GitHub

Peter Cameron's Blog 2025-12-05

GitHub saved my bacon a couple of years ago when the University decided to close down personal web pages. At a colleague’s suggestion, I moved everything to GitHub, and there it has stayed since.

At that time I just dumped everything there. Now I have decided that I should put a bit of order into the chaos. In the process, I have discovered that GitHub is one of the worst pieces of software I have ever had to use. I just note some “features”:

  1. There is no manual, and no online help. This is compounded by the cryptic names given to the commands, of which “Commit” for “Save” is one of the mildest. So later on, when I say “X is not possible”, you should read it as “I can’t find out how to do X, see Point 1”.
  2. You can move a file down, into a subfolder (bizarrely, this is done by editing the file, even if it is a binary file which can’t be edited); but you can’t move it up or sideways.
  3. You can upload something, but you can’t download.

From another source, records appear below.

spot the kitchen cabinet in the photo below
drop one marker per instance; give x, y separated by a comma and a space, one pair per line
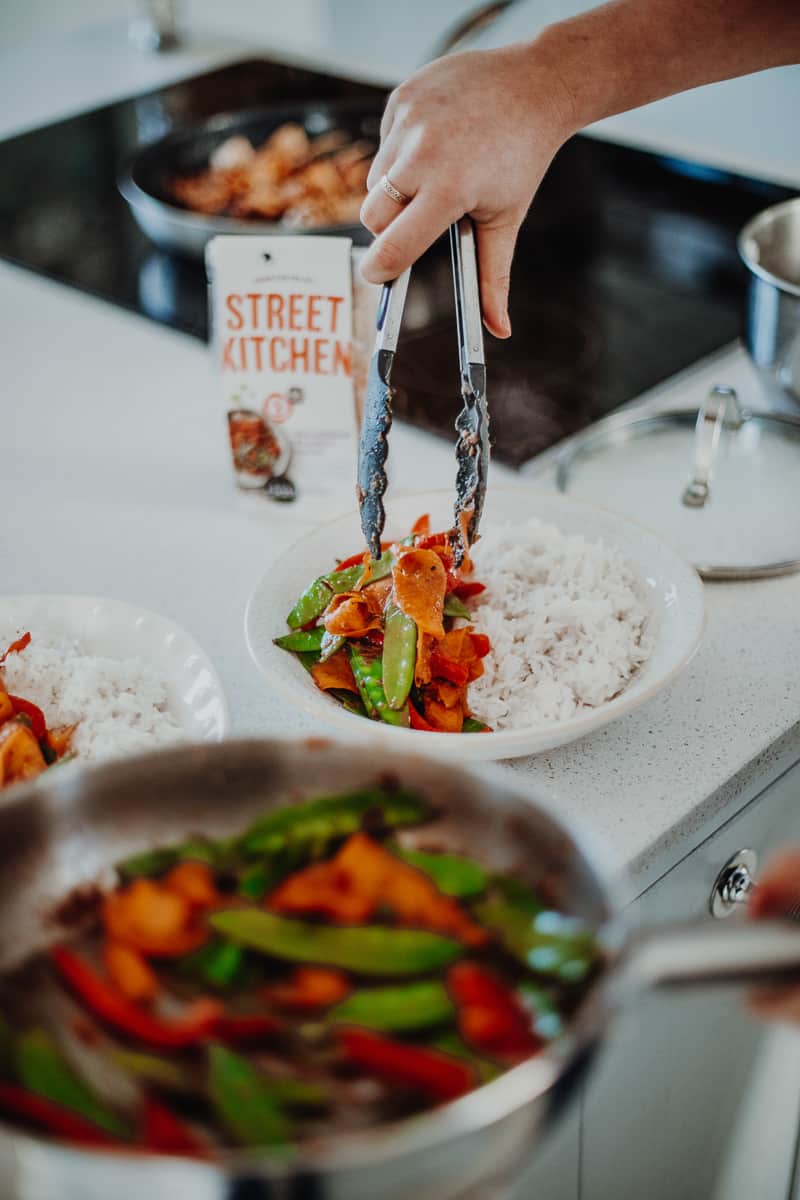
663, 1108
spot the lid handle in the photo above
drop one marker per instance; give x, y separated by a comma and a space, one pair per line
720, 407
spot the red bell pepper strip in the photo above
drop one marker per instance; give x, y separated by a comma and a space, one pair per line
489, 1015
16, 647
353, 561
464, 589
431, 540
437, 1074
164, 1133
481, 645
417, 721
18, 1102
199, 1023
446, 669
34, 714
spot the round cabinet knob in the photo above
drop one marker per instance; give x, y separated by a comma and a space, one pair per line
734, 883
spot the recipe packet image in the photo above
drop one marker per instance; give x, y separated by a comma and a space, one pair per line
282, 341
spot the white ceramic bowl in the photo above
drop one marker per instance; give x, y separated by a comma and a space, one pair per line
120, 630
674, 589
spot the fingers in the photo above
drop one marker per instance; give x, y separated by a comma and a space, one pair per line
386, 150
408, 235
495, 244
779, 889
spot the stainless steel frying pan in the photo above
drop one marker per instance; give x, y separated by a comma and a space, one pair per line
70, 826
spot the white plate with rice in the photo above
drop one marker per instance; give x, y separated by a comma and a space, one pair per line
589, 616
132, 679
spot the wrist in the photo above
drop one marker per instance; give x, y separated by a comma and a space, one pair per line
581, 76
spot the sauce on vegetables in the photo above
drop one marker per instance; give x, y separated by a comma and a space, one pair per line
324, 971
390, 640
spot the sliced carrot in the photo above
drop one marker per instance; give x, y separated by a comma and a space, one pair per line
446, 669
130, 973
151, 918
420, 581
417, 721
310, 988
361, 877
443, 719
324, 891
194, 882
354, 613
20, 755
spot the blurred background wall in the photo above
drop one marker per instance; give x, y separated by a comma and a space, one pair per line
751, 125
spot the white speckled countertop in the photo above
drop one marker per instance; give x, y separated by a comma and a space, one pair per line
114, 481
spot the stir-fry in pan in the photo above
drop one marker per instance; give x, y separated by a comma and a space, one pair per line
320, 972
290, 178
391, 639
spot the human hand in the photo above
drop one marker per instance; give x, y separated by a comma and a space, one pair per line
777, 895
473, 133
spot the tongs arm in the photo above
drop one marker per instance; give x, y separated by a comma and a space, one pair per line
473, 442
473, 421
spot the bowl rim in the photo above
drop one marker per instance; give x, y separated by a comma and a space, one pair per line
747, 240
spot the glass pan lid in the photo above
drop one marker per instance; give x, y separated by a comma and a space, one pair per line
722, 485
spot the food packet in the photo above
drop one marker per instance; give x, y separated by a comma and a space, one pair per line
282, 342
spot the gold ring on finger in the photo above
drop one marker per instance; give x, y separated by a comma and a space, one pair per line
392, 192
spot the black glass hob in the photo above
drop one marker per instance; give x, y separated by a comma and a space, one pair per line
625, 273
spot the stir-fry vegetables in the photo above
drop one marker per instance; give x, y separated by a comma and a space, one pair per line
325, 970
391, 639
26, 745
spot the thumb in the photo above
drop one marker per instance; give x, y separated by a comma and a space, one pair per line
495, 246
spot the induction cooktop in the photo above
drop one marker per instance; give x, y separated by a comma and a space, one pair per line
625, 273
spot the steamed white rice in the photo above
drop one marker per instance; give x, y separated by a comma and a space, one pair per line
119, 705
567, 619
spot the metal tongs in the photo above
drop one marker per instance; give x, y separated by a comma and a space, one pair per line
473, 421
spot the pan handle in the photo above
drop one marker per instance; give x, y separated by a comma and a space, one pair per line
711, 953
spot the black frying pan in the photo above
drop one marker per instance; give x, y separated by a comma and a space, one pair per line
144, 180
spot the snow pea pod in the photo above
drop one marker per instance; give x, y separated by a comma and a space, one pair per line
471, 725
452, 874
157, 862
348, 700
398, 655
218, 964
318, 595
245, 1101
302, 640
549, 943
367, 672
329, 645
368, 949
41, 1068
414, 1006
307, 829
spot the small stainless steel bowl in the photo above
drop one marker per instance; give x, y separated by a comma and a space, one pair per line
770, 249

There is a glitch here too: you can upload a folder by dragging it into a window, but not by selecting it.
  4. If you make a mistake, as I did (I accidentally deleted my entire talks directory) you can, by clicking everything clickable until something you want happens, get back to the situation before you deleted it; but you can’t tell GitHub to reset this as the current version. I had a very stressful couple of hours trying to figure out how to do that, and didn’t succeed.
  5. And on top of this, there is the very annoying three minute wait after every change. It doesn’t tell you when it has finished doing what it does. And sometimes this is crucial, and not waiting is disastrous; sometimes it gives you a stern warning “Run Cancelled” but in fact everything is fine; and sometimes it seems not to be necessary to wait at all.

Later I remembered that GitHub is owned by Microsoft, and all became clear.

My web pages exist because I have a possibly exaggerated belief that some people find them useful. But if they ever start charging for GitHub, I will probably decide that I am not going to pay to use that rubbish, and pull the plug on it.